FIG. 5 illustrates a typical installation for cooling hot metal strip or plate 1 issuing from a rolling mill. The workpiece is supported on a roller table 2 and curtains of cooling liquid 42, 43 are directed to the upper and under sides respectively of the workpiece. The upper curtain is produced by a nozzle 40, such as that shown in FIGS. 3 and 4, and conveniently it is arranged to impinge on the workpiece immediately above one of the rollers of the roller table 2.

The nozzle 41 positioned beneath the strip may be inclined as shown in the figure so that the curtain 43 impinges on the underside of the strip at an angle inclined to the vertical. In this way, water does not fall back on to the curtain when there is no strip immediately above the curtain, as is the case at the beginning and end of rolling.

In accordance with the provisions of the patent statutes, I have explained the principle and operation of my invention and have illustrated and described what I consider to represent the best embodiment thereof.

Claims

1. Apparatus for supplying a coherent curtain of cooling liquid of a given length comprising:

(a) a nozzle having an inlet and an outlet, each of elongate generally rectangular form substantially equal to said given length, but with the inlet having a considerably greater cross-sectional area than the outlet, and a portion of said same form and substantially equal to said length located between the inlet and the outlet and containing means which divide the interior of that portion of the nozzle into a multiplicity of individual but continuous passages extending in the direction between said inlet and said outlet,

(b) said portion also having a constraining portion located between said inlet and said means being at least equal in cross sectional area to the cross-sectional area of the adjacent portion of said means,

(c) a header tank having provision for receiving liquid coolant and in which at least the inlet of the nozzle is located, and wherein the outlet of the nozzle is outside of the header tank or communicates with an elongate slot in a wall of the header tank,

(d) said header tank arranged to extend substantially parallel to and be at least equal to said given length, and

(e) said elongated slot arranged to extend substantially parallel to and substantially equal to said given length. outlet of the nozzle.

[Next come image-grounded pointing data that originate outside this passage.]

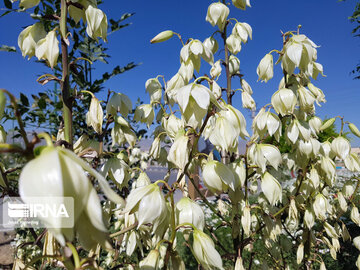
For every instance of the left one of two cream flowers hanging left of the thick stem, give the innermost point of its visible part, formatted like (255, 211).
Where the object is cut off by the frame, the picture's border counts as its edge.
(29, 37)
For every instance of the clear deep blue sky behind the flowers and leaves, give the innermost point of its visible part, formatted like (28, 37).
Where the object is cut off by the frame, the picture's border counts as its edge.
(323, 21)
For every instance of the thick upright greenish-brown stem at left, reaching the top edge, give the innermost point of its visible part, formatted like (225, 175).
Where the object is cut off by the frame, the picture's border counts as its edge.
(65, 85)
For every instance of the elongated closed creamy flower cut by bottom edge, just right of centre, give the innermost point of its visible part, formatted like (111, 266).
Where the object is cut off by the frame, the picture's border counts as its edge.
(205, 252)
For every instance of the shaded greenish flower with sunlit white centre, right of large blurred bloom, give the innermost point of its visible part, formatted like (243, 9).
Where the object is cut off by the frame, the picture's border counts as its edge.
(118, 171)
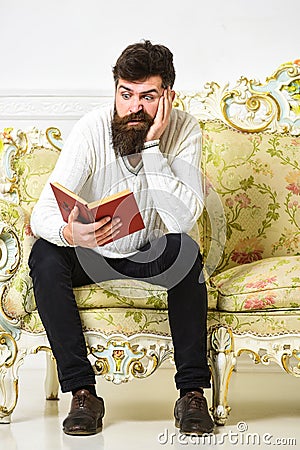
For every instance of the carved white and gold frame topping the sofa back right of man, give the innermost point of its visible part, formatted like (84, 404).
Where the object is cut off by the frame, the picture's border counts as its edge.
(251, 106)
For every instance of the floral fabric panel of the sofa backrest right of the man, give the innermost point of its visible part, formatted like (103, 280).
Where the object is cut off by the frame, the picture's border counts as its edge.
(256, 179)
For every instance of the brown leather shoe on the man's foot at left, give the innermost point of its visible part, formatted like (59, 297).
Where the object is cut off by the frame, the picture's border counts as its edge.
(86, 413)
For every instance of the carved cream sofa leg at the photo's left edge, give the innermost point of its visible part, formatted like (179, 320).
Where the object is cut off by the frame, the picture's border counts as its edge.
(10, 360)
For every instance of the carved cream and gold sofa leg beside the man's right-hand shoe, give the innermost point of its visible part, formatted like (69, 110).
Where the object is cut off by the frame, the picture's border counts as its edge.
(222, 361)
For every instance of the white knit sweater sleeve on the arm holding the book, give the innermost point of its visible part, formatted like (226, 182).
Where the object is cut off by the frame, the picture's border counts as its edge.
(72, 169)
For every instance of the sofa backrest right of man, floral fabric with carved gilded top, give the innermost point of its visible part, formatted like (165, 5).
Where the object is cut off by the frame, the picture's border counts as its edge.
(250, 166)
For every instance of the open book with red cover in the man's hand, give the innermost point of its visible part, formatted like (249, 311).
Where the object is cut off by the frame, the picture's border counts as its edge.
(122, 205)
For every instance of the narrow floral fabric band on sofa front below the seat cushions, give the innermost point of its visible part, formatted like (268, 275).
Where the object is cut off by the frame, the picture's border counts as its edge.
(131, 321)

2. Apparatus as claimed in claim 1, in which the nozzle has a convergent portion extending between the inlet and the adjacent end of the portion which contains the dividing means.

3. Apparatus as claimed in claim 1, in which the outlet of the nozzle is defined by a parallel-sided or convergent portion of the nozzle.

4. Apparatus as claimed in claim 3, in which the nozzle has a further convergent portion extending between the portions containing the dividing means and the portion defining the outlet of the nozzle.

5. Apparatus as claimed in claim 1, in which the dividing means is at least one insert providing a plurality of separate tubes.

6. Apparatus as claimed in claim 1, in which the dividing means comprises a multiplicity of individual tubes.

7. Apparatus as claimed in claim 5, in which the dividing means is of plastics material.

8. Apparatus as claimed in claim 1, in which the nozzle is modified such that liquid coolant leaving the outlet of the nozzle is in the form of a curtain divergent in the direction of its length.

9. Apparatus as claimed in claim 8, wherein one or more of said contiguous passages at each of the opposite ends of the elongate nozzle are inclined so that their ends which are adjacent the outlet of the nozzle are inclined outwardly with respect to the other passages.

10. Apparatus as claimed in claim 9, in which a plurality of passages at each end of the insert are inclined relative to the remaining non-inclined passages through angles which progressively increase towards the end of the insert.

11. Apparatus as claimed in claim 10, wherein the end walls of the nozzle are inclined outwardly to maintain the divergency set up by the inclined passages of the insert.